Source reconstruction and connectivity analyses
We used a regular 1cm grid in the Montreal Neurological Institute (MNI) template. The resulting model comprised 2459 sources distributed across the brain, which were transformed to each subject’s space following the methodology detailed in (24).
We used phase locking value (PLV) to calculate functional connectivity. The Automated Anatomical Labeling atlas (AAL, (25)) was applied to segment the source template with 2459 nodes excluding the cerebellum, basal ganglia, thalamus, and olfactory cortices. The resulting 78 regions of interest included 1202 nodes. Symmetrical whole-brain matrices of 1202x1202 nodes were obtained by averaging PLV values across trials for each participant and frequency band. Each node’s strength was computed by averaging its corresponding FC with the whole grid. Such averaging resulted in a source-reconstructed FC matrix of 1202 nodes by 4 frequency bands by 107 participants.
Functional Connectivity Strenght (FC-st) analyses
Network-based statistics (NBS) were carried out for each frequency band (26).

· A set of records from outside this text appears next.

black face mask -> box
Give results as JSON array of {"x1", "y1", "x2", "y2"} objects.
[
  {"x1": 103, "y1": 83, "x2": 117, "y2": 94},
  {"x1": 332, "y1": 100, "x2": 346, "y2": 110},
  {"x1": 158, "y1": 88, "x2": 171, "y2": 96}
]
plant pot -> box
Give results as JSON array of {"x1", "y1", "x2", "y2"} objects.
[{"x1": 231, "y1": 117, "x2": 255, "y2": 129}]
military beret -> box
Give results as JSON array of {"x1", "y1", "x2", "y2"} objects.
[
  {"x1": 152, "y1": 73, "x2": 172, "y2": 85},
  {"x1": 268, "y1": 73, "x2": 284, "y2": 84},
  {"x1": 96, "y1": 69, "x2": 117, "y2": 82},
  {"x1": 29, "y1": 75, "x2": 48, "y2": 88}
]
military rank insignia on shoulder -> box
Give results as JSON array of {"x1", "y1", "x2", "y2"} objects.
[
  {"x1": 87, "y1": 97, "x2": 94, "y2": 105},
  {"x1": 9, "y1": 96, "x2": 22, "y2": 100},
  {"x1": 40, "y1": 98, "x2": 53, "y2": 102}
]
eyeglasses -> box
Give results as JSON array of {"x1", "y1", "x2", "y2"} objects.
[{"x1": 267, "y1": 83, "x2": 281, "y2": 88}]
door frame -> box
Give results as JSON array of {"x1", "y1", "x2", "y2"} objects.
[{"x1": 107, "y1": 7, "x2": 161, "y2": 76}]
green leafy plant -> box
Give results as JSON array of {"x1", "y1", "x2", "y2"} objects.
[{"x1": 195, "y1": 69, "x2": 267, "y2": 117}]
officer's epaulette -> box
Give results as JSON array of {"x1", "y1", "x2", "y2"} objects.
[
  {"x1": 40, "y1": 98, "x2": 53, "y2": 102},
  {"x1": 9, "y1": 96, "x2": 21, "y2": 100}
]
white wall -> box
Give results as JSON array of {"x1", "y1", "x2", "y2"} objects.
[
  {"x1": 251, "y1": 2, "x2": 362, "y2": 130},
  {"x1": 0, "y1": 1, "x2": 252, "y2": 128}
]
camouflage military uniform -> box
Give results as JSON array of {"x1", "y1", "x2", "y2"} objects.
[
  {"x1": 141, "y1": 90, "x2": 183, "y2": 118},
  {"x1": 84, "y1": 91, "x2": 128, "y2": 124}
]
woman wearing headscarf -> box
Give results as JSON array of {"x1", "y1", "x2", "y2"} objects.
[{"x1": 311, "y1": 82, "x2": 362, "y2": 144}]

Clusters consisted of several adjacent nodes that presented a significant partial correlation (age as covariate) between FC-st values and each PA variable (Spearman correlation, p< 0.01). To form a cluster, the correlation coefficients of all nodes were required to have the same sign. Only clusters including at least 1% of the grid (i.e. a minimum of 12 nodes) were considered. Spearman rho values were Fisher Z-transformed. Cluster-mass statistics were computed as the sum of all z values corresponding with all nodes within each cluster. To control for multiple comparisons, the whole process was repeated 5000 times, shuffling the correspondence between FC-st and each PA measure across all participants. At each repetition, the maximum surrogate cluster’s statistic was kept creating a maximal null permutation distribution. For each main cluster, cluster-mass statistics in the original and the randomized datasets were compared. In NBS, p-value represent the proportion of the permutation distribution with cluster-mass statistic values greater or equal than the cluster-mass statistic value of the original data. Only clusters which survived NBS (permutations p-value < 0.05) were considered in further analyses. For each main cluster, FC-st values were averaged across all nodes. These markers were used in subsequent correlation analyses with measures of specific AD signatures (the complete list is shown in Table 4). These were carried out taking the whole sample and following stratification of the cohort by APOE ε4 carriers and non-carriers. p-values were corrected using false discovery rate (FDR) to account for multiple testing. Statistical analyses were carried out using Matlab R2018b (Mathworks Inc).
In order to examine whether the FC-st results were caused by global or local effects, we performed corresponding seed analysis, using the previous clusters as seeds. The FC values assessed were the average FC between each node of the grid and corresponding cluster’s nodes. Then, a set of partial correlation (age as covariate) between these FC values and each PA variable (Spearman correlation, p< 0.01) were computed. Only clusters that did not overlap with the original seed-cluster were reported in this study.